Lighten up? I don’t think that’s in the cards for The Closer’s last six episodes. In fact, I worry that Brenda might bust a blood vessel before the series finale next month.
Queen & Country
Sunday, 8 p.m. (PBS)
In honor of Queen Elizabeth’s diamond jubilee, this series allows us Americans to do what we’ve always done—gawk at her. We watch Elizabeth dedicate things, attend things and inspect things, with the camera maintaining a respectful distance.
No, the series does not rip the lid off the monarchy, but rather keeps the lid primly in place. Earnest commentators with perfect elocution seem like characters from a Monty Python sketch, minus the humor. The biggest thrill is the occasional clip of the queen making a speech, in which she refers to herself in that odd royal “we.”

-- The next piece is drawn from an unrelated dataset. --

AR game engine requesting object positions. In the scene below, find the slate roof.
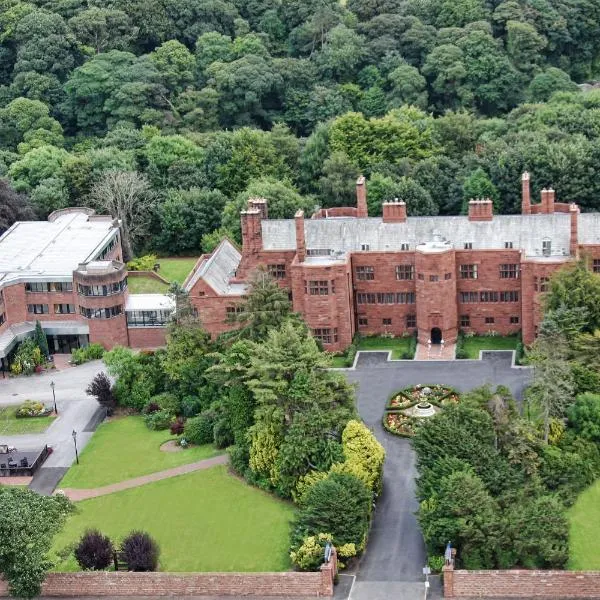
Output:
[0,210,118,285]
[185,239,247,296]
[262,213,576,257]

Indeed, the whole production is odd. But as a devotee of the monarchy myself, I—we?—will not miss a minute of it.
Hoarding: Buried Alive
Sunday, 9 p.m. (TLC)
I’m an obsessive collector of Elvis memorabilia, so I can relate to Cary, the subject of the fourth-season premiere. But I’ll admit that Cary loves Elvis even more than I do. Along with being a professional impersonator, he has stuffed his small Manhattan apartment with Elvis-related newspapers, trinkets and other junk.

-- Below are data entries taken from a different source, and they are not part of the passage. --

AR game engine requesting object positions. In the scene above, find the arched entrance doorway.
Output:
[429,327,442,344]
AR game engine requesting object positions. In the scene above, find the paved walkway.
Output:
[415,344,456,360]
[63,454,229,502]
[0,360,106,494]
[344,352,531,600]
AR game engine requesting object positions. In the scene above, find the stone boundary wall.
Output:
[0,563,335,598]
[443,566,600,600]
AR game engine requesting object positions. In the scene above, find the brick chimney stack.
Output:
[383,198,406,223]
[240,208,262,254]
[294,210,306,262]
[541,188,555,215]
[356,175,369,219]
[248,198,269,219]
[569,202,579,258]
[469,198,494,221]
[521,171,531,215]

It’s a terrifying image of hoarding, and it has encouraged me to part with about a dozen of my own Elvis figurines. Well, maybe not that many. I’ll start with one and see how it feels.
Monday, 10 p.m. (TNT)
Eric McCormack of Will & Grace affects a scruffy beard, a mumbling delivery and a squint to play Daniel Pierce, a neuroscience professor who solves crimes on the side. He himself suffers from neurological disorders, but that’s what makes him a brilliant detective, you see. “Sometimes these hallucinations tell you things your conscious mind can’t make sense of!” says the FBI agent (Rachael Leigh Cook) who lets Daniel tag along on investigations, despite the fact that he’s liable to jump on a desk and start conducting an imaginary orchestra.
Before I get any further, I should tell you that this new series is not supposed to be a comedy. It appears to be dead serious in arguing that severe mental illness is useful in detective work. You can tell by the fact that a piano earnestly tinkles every time Daniel makes a cockeyed pronouncement about his condition. Would his theories pass muster with the American Psychological Association? I doubt it, particularly his notion that curing mental patients “robs them of an essential part of who they are.”

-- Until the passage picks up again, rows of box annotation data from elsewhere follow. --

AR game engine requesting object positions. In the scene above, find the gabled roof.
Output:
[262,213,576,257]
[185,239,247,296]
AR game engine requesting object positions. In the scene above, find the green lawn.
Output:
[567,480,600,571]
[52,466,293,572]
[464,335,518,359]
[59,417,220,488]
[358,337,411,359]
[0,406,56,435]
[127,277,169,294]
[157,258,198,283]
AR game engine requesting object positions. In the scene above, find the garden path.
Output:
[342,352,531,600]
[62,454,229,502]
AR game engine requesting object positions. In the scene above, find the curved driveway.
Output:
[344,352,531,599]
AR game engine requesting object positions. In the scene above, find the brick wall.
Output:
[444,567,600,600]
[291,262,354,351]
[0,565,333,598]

I recommend that you consult with a licensed physician before putting any of Perception’s ideas to use in crime-fighting.
Tuesday, 10 p.m. (ABC)
This documentary series, set in New York-Presbyterian Hospital, promises to show us places “off limits to cameras until now.” Turns out there was a very good reason that cameras have never been in these places: Most TV viewers don’t want to watch other people’s gross, depressing medical procedures. The dialogue you hear in NY Med (sample: “They found a large mass in my head”) will not brighten up your summer vacation.
One man can’t bear to contemplate the treatment he’s about to receive for a genital problem. “You don’t have to watch this,” the doctor assures him.
If the patient himself doesn’t have to watch, why do we?